Sustainability & Responsiblity
We see sustainability as our compass for better food production and better business. All of the fruit that we dry is grown in the United States, mostly from California and in some cases, the Pacific Northwest. We strive to source the most local fruit possible, in an effort to strengthen our local and state economies, support family farmers, and reduce our carbon footprint. Most of the fruit we source is grown within a 100 mile radius of our facility, right in the heart of the world’s “fruit basket”, and home of the finest abundance of fruit varieties.
Over 95% of all waste at our production facility is recycled or upcycled. The by-products of our finished goods go toward either livestock feed or compost, and all of our used packaging material is recycled.
Our facility’s electricity is served by the Turlock Irrigation District (TID), a vertically integrated, customer-owned utility. TID has a diverse portfolio of generation assets, including wind, solar, geothermal, large hydro, small hydro, and two state of the art combustion turbine plants providing local reliability. In 2017, TID’s retail electric portfolio was 51 percent carbon-free. TID supports the state’s climate policies and is on track to meet the ambitious goal of a 100% carbon-free retail electric grid by 2045.
Having roots in the farming and fruit growing industry, we are acutely aware of the continuous learning, improvement, and collaboration that goes into providing the freshest, most abundant food supply on the planet. The community of American fruit growers is a highly educated and advanced sector of the agricultural industry, and with that comes a deep social and environmental awareness. As environmental stewards, fruit growers are on a never-ending quest to protect our precious land and resources while supplying the most exquisite produce in the world and nurturing and protecting sustainable agriculture for future generations.

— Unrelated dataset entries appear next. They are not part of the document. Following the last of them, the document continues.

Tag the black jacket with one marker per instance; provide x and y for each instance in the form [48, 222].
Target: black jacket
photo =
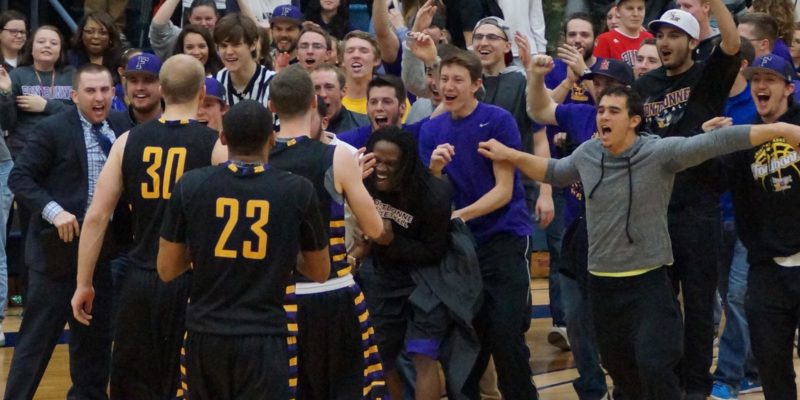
[53, 167]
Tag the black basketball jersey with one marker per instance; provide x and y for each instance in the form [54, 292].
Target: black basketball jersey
[156, 155]
[314, 161]
[244, 228]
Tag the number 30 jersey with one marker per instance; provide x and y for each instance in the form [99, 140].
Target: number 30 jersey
[156, 155]
[244, 228]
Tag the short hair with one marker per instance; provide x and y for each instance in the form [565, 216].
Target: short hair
[388, 81]
[181, 78]
[213, 64]
[89, 68]
[747, 51]
[581, 16]
[764, 25]
[235, 28]
[466, 59]
[632, 99]
[247, 126]
[376, 50]
[291, 92]
[309, 28]
[330, 67]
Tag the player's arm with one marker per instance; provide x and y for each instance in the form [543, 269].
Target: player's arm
[173, 259]
[348, 180]
[496, 197]
[541, 107]
[106, 195]
[219, 154]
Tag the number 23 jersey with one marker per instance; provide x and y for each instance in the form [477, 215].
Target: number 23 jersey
[157, 153]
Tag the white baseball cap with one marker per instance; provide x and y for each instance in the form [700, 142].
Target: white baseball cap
[677, 19]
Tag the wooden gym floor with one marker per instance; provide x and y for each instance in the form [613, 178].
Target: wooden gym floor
[553, 369]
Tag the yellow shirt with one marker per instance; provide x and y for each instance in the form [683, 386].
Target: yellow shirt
[360, 106]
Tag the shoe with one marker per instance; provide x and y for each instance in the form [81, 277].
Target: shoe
[721, 391]
[558, 337]
[748, 386]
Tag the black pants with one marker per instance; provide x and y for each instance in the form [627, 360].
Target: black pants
[696, 234]
[638, 327]
[236, 367]
[149, 333]
[47, 309]
[504, 318]
[773, 313]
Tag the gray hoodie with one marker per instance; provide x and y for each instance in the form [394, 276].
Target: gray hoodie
[628, 194]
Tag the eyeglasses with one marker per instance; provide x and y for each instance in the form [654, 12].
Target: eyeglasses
[93, 32]
[489, 36]
[315, 46]
[15, 32]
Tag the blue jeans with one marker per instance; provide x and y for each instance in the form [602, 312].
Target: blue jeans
[735, 357]
[591, 384]
[6, 198]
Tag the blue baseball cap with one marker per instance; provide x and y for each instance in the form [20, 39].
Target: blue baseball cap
[287, 13]
[215, 89]
[773, 64]
[143, 63]
[617, 70]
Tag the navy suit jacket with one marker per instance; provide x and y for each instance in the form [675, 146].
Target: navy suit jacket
[54, 167]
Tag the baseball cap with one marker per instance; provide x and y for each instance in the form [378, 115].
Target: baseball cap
[143, 63]
[287, 13]
[773, 64]
[498, 22]
[214, 89]
[677, 19]
[617, 70]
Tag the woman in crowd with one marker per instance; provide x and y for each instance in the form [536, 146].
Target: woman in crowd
[97, 40]
[196, 41]
[331, 15]
[12, 38]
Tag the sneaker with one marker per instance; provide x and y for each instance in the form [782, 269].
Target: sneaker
[558, 337]
[721, 391]
[748, 386]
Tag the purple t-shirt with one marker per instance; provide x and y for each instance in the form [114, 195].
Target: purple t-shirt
[471, 174]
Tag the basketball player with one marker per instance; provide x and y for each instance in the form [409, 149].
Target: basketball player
[243, 223]
[145, 164]
[337, 359]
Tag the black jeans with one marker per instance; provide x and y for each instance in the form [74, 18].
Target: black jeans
[638, 327]
[504, 318]
[696, 234]
[773, 312]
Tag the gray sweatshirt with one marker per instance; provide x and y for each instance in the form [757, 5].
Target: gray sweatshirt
[627, 195]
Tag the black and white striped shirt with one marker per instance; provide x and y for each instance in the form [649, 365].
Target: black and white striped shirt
[257, 89]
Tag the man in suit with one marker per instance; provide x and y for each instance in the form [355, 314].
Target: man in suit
[55, 177]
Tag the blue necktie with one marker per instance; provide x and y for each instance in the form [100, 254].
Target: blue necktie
[102, 140]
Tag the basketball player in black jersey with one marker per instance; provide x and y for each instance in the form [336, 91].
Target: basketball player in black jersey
[243, 223]
[334, 362]
[144, 165]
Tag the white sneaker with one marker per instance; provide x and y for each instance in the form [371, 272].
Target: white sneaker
[558, 337]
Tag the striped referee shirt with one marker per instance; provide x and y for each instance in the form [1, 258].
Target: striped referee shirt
[257, 89]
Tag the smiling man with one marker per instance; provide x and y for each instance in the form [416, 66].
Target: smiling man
[629, 178]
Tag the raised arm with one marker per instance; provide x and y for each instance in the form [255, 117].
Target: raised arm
[541, 106]
[731, 41]
[106, 195]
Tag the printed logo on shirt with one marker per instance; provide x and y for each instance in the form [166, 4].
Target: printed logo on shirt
[663, 113]
[775, 160]
[401, 217]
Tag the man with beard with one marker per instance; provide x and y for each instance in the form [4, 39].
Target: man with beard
[142, 88]
[678, 97]
[329, 84]
[242, 77]
[285, 25]
[386, 103]
[313, 47]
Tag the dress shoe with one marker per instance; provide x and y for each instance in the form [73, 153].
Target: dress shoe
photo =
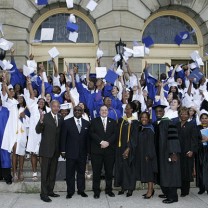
[82, 194]
[54, 195]
[162, 196]
[129, 193]
[111, 194]
[69, 196]
[96, 196]
[45, 199]
[169, 201]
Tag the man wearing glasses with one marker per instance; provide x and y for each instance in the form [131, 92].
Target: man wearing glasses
[74, 147]
[168, 150]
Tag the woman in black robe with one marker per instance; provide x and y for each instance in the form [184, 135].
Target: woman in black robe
[146, 160]
[187, 133]
[125, 152]
[202, 156]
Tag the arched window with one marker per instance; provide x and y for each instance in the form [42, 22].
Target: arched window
[61, 34]
[163, 30]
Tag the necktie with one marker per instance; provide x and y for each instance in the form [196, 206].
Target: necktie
[78, 125]
[55, 120]
[104, 124]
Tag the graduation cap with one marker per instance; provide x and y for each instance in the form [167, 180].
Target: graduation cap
[181, 36]
[158, 106]
[148, 41]
[65, 106]
[111, 76]
[5, 65]
[41, 2]
[72, 27]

An example of this would be the utilization of IPM (Integrated Pest Management) in farming practices. The methods of IPM require an understanding of population ecology and biology of the pest in developing a “management strategy”; thus, the judicious use of a variety of methods to accomplish a desired result without damaging the environment. An important aspect of this is biological control, which is focused on the use of predators and parasitoids (i.e., parasites of insects) to control another organism which would otherwise cause damage to the fruit.
Our goal as a food producer is to provide the purest possible products to our customers that are of the utmost quality and defect-free, while working in harmony with nature. We are continually improving our processes in order to work toward achieving this every single day.
Community Mindedness and Social Responsibility
Sustainable agriculture and food production depend upon vibrant and healthy people. We treat our neighbors, our team members, and our community as an extension of our Bella Viva family.
Translated from Italian, Bella Viva means “Beautiful Living”. Our company name embodies our wish for all we serve: our customers, consumers, team members, and the community at large. We strive to have a positive economic impact on the local community.
Bella Viva Orchards donates to nearly 100 charitable organizations annually, many of which are within our local community - but we don’t stop there. We believe that our ability to have an impact through our nutrient dense products goes beyond our walls and our borders toward a deeper understanding of our shared humanity. That is why we also partner with organizations responding to humanitarian needs and crises such as famine and natural disasters in approximately 40 nations. Over the last 10 years, we have had the opportunity to donate over 4 million servings of dried fruit all over the world, with the intention of bettering lives of those within our human family through healthy nourishment.